Matillion ETL security best practices
Matillion ETL security best practices
This page describes methods for enhancing the security of your Matillion ETL instances. Specifically, this page focuses on three security principles: confidentiality, integrity, and availability.
If you encounter any problems with the methods described on this page, please contact our support team.
Access to data should only be possible after authentication, and should be subject to some level of authorization.
- Protect your running Matillion ETL instances with a firewall that allows the least privileges necessary. Matillion has one web service that checks whether your instance is available to the world. This situation usually indicates an overly permissive firewall, and you'll see a warning: "Your copy of Matillion ETL is publicly available"– in the notices window.
- We recommend that you configure Matillion ETL with the minimum environment connection permissions possible. Please be aware that cloud platform (AWS, Azure, and GCP) metadata endpoints are always accessible, and may allow users to retrieve privileged information—including SSO keys.
- Use HTTPS rather than HTTP. Matillion ships with a self-signed SSL certificate that is perfectly functional, but that causes your browser to issue an "un-trusted" warning. You can upload your own certificate and associated private key if you wish.
- Enable SSL for JDBC communications between Matillion and all the data sources and targets. This is sometimes a JDBC connection option, which you can set using
component parameters. It's sometimes a property of the source database, which needs to be configured by the database administrator. For Snowflake and Amazon Redshift, there's an "Enable SSL" option in the Matillion ETL environment.

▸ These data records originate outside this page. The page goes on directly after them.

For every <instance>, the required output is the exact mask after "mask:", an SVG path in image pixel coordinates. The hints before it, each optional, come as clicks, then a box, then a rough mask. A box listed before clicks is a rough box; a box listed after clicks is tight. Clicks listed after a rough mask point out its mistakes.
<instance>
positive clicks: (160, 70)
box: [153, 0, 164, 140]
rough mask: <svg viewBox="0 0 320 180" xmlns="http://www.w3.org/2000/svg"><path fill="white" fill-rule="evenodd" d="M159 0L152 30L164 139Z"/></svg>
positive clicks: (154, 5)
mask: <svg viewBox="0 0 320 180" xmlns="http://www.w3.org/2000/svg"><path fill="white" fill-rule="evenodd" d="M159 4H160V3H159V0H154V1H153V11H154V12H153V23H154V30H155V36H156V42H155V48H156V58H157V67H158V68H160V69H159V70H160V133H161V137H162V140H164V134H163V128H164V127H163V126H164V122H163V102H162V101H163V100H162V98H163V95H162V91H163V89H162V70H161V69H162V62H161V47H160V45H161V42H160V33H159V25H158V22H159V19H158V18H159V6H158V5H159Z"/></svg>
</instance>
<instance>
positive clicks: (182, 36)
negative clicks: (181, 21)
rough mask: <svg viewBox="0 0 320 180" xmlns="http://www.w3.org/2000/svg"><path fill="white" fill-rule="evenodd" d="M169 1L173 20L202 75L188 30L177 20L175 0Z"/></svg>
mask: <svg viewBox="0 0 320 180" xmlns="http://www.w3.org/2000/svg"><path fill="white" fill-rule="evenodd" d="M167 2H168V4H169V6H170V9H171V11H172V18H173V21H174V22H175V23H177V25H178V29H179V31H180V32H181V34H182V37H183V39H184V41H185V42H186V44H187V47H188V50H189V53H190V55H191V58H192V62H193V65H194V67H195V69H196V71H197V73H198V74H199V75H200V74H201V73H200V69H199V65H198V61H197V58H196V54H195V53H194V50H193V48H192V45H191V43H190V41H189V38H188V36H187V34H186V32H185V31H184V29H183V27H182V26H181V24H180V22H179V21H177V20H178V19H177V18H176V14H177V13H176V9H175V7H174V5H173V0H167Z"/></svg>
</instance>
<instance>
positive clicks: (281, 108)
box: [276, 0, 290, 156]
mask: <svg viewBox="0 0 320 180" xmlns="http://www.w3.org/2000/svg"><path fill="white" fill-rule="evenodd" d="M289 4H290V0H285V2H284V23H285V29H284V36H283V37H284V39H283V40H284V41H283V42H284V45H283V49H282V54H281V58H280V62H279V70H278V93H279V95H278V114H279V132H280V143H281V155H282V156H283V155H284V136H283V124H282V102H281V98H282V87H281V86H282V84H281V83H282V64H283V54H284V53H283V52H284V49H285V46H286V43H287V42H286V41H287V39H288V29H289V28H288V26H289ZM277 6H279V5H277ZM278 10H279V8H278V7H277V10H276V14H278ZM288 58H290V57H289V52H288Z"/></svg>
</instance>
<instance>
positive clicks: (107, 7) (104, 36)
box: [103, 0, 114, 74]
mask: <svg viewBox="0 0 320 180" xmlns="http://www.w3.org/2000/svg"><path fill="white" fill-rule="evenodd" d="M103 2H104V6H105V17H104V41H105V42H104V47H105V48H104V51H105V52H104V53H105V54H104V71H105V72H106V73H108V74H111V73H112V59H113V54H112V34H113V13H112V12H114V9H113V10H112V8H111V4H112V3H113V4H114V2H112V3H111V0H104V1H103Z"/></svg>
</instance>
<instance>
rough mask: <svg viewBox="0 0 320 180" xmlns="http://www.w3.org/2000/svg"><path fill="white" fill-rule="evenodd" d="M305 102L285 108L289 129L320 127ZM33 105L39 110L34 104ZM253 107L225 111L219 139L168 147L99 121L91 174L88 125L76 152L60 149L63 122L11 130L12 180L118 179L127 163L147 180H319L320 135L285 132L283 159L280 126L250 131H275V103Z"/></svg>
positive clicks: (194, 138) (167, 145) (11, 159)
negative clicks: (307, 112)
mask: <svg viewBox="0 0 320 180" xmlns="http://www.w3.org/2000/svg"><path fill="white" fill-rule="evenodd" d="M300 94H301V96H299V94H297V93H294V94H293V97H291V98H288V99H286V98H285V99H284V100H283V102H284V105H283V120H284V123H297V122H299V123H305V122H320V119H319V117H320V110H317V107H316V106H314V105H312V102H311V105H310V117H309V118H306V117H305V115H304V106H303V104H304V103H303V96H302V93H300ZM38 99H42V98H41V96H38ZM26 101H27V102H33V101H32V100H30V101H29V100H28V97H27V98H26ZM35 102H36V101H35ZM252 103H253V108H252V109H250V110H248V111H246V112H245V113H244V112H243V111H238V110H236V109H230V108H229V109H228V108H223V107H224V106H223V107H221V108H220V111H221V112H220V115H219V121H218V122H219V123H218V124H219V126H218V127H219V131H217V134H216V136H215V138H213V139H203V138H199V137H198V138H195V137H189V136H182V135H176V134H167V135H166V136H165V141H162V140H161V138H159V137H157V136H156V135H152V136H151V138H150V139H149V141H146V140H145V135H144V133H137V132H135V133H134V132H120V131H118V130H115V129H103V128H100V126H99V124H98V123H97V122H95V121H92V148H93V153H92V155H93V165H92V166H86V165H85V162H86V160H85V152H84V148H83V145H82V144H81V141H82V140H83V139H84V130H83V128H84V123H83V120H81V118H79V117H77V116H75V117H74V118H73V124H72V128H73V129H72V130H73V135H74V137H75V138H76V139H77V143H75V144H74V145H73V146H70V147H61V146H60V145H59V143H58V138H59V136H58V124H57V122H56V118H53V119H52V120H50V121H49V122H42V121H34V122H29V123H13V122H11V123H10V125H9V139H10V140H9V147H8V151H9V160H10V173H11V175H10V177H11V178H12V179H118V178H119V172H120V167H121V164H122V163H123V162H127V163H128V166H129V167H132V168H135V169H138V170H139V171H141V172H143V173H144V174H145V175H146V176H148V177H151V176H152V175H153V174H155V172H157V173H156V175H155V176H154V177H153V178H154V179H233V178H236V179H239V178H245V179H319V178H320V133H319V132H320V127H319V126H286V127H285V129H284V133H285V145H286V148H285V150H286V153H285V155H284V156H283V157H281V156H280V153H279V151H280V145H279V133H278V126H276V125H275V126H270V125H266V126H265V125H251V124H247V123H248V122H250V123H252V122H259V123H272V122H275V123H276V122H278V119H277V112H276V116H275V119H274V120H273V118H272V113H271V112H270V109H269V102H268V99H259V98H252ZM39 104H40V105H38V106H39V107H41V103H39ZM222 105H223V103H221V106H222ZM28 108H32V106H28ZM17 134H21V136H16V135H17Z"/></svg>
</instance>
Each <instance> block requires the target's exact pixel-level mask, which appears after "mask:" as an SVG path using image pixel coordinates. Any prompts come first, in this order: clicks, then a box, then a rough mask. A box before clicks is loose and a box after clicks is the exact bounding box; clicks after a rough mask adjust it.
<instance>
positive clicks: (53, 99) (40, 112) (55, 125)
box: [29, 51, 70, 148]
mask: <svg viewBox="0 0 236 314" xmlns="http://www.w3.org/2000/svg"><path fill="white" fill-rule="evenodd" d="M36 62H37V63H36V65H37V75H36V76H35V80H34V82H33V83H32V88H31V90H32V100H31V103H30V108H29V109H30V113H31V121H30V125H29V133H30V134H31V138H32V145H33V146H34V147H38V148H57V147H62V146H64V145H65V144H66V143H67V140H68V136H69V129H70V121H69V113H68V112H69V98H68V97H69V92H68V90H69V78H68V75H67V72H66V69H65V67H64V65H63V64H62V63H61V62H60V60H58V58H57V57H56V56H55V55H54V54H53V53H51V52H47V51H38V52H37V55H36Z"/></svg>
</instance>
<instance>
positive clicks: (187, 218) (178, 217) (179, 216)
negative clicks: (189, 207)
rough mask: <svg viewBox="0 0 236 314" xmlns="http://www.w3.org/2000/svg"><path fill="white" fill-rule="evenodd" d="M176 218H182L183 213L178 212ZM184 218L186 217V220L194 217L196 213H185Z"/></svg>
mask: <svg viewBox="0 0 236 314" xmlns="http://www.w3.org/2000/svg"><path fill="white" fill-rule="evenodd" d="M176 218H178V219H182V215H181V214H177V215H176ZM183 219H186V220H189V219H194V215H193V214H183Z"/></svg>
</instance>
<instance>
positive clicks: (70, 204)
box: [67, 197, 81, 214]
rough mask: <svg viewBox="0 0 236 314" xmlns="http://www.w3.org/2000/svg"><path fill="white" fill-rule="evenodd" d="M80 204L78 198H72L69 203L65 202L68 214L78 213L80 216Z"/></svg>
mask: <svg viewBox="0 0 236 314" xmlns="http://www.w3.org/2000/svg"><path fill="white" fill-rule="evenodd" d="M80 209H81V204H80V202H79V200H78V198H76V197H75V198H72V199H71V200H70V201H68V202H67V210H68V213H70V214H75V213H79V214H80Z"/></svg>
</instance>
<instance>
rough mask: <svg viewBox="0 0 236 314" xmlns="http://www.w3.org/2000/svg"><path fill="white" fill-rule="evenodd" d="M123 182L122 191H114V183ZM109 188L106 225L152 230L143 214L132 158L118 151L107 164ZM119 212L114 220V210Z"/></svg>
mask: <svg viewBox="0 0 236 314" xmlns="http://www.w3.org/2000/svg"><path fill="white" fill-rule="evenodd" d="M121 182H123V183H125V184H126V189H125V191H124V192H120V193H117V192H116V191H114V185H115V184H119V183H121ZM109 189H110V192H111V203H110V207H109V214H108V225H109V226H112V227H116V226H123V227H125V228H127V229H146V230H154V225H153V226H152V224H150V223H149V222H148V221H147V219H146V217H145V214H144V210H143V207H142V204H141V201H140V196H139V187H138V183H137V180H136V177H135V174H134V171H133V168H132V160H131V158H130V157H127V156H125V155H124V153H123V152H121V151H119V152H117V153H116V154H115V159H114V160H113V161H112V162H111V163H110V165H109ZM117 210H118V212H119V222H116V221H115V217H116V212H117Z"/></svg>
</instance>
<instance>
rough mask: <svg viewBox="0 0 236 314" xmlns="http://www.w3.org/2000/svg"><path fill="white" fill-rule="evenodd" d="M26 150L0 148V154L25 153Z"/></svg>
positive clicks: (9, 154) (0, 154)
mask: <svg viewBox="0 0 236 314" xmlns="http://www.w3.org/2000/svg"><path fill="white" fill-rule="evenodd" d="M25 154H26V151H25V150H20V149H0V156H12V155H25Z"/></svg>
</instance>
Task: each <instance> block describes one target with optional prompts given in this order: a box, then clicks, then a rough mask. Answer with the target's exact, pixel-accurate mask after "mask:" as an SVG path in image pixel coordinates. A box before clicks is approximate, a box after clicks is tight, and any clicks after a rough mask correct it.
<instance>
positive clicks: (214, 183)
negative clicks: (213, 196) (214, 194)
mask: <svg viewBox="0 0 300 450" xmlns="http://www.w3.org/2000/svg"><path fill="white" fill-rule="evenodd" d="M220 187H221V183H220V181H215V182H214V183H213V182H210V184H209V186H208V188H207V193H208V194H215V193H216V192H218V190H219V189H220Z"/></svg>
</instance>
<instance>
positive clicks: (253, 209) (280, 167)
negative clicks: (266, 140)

- When using components that output to permanent cloud storage, choose the option to enable encryption at rest.
- Take advantage of the authentication and authorization options of the target database, especially using a strong username/password combination.
- Don't set up an environment using a powerful "administrator" user. Instead, use a minimally privileged ordinary database user.
- Use the Matillion password manager to store passwords. Choose the option to use KMS encryption rather than the default encoding (which is obfuscation).
- Keep password access to Matillion ETL enabled. You can use a local database, or can switch to an existing LDAP server.
- Use project ACLs to enable or disable access to Matillion users.
- Matillion ETL has an authorization model: don't use generic names, and grant minimum privileges to every individual user.
- Use "top-level" data acquisition components where possible, i.e. those that have their own dedicated orchestration component. These almost all link into Matillion's OAuth credentials management system, which allows you to secure connectivity using OAuth.
Data should be protected from incorrect modification.
- Don't change data during load. This will ensure that the data transformation jobs are working from an accurate copy of the source data.
- Use Matillion ETL's documentation feature to document and publish the ELT designs.
- Implement a testing process that involves testing all orchestration and transformation jobs on representative (and ideally full-volume) source data.
- Have deployment procedures and a version control methodology.
- Use the Matillion ETL audit trail feature to monitor changes to the jobs.
- Take advantage of database transactions. This can help ensure that multipart data transformations are either completely successful, or else fail completely without leaving data partially updated.
Ensure that information can be accessed when appropriate and required.
- Control access to the transformed data by using a different database user than the one used by Matillion ETL. This will help ensure that reports or analytics don't get accidentally run against the wrong dataset, or against data that hasn't yet been fully transformed.
- Use one of Matillion ETL's three backup methods: export/import, API export, and root volume backups (AWS only).
- Have disaster recovery procedures and test them.
- Keep software up to date - monitor the Notices panel for "updates available" messages.